Nel piccolo terreno disponibile, l'architetto riesce a contenere la chiesa, gli ambienti conventuali e il chiostro, modellato su un perimetro ottogonale con raccordi angolari convessi. Per l'interno della chiesa Borromini progetta un vano ellittico su cui si aprono quattro nicchie e allinea l'ingresso e l'altare maggiore sull'asse principale. L'effetto di dilatazione e contrazione dello spazio dato dall'alternanza di superfici concave e convesse che seguono il sinuoso perimetro della pianta, ripreso e sottolineato anche dal robusto cornicione, è accentuato dalle colonne addossate alle pareti. La cupola ovale, in cui filtra una luminosità uniforme dalla lanterna, è collegata mediante pennacchi alle quattro arcate absidali e rivela la formazione artigianale di scalpellino, compiuta in gioventù da Borromini, nella raffinata e minuziosa decorazione a cassettoni ottogonali, esagonali e a croce che si riducono progressivamente verso l'alto, accentuando l'impressione di profondità. Tutto il complesso viene ultimato nel 1641, eccetto la facciata aggiunta, da Borromini, tra il 1665 e il 1667.

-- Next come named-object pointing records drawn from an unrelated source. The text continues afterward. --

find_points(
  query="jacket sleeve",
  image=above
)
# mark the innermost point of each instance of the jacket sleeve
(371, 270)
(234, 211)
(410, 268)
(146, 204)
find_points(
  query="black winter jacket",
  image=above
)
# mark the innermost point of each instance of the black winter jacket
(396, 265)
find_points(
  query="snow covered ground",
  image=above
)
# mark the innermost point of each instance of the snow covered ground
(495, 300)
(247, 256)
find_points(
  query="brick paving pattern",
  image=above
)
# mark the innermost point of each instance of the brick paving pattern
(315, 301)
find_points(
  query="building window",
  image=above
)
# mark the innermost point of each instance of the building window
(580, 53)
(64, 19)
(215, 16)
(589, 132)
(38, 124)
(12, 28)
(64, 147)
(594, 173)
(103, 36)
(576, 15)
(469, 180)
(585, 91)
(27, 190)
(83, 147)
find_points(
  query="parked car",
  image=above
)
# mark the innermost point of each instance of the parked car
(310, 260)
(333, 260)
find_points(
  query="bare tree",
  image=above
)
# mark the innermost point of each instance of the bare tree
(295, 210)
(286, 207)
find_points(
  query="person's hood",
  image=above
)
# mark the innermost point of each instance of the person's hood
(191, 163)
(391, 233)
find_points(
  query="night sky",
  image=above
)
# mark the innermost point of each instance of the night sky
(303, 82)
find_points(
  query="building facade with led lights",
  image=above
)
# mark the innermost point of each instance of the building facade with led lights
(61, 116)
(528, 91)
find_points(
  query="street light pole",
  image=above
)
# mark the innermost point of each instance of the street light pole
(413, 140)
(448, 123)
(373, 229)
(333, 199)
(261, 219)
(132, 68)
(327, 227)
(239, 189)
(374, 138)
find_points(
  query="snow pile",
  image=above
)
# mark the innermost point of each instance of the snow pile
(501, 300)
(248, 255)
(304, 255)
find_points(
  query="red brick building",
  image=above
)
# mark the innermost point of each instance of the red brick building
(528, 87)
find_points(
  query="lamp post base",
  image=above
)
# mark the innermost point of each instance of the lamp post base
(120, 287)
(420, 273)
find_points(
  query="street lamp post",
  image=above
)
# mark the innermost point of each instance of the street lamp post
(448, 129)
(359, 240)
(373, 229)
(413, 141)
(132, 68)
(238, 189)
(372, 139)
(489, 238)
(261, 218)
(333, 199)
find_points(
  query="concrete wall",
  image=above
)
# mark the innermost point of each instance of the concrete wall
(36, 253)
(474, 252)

Reni Guido (Bologna 1575 - 1642) pittore italiano. Proveniente da una formazione manierista, si accosta ventenne all'Accademia dei Carracci, dove si dedica allo studio dell'antico e di Raffaello (Assunta di Pieve di Cento). Si avvicina in seguito al Caravaggio (Crocefissione di San Pietro, Pin. Vaticana).
Commissionata per la Cappella Berò nella chiesa di San Domenico di Bologna, la pala con la Strage degli Innocenti rivela i caratteri fondamentali dello stile di Guido Reni fondato sulla conoscenza dell'antico, del rinascimento e dei contemporanei Annibale Carracci e Caravaggio. È una delle opere più famose e celebrate dell'artista per l'equilibrio e la purezza della composizione, per la preziosa qualità cromatica, per la resa psicologica dei personaggi. La scena della strage compiuta da due carnefici armati di pugnale, si svolge in primo piano, mentre sullo sfondo, costruito con una prospettiva architettonica e un ritaglio di cielo, appaiono due angioletti che sostengono rami di palma, simbolo del martirio. La violenta tensione e drammaticità dell'episodio si riflette sui volti delle madri contratti in urla disperate; l'espressione della madre a destra richiama l'analoga espressione del bambino in fuga nel Martirio di San Matteo dipinto da Caravaggio. La disperazione appare placarsi, invece sul viso della madre in preghiera, seduta in primo piano, che volge lo sguardo verso l'alto, indicando in Dio, l'unica fonte di speranza e di conforto.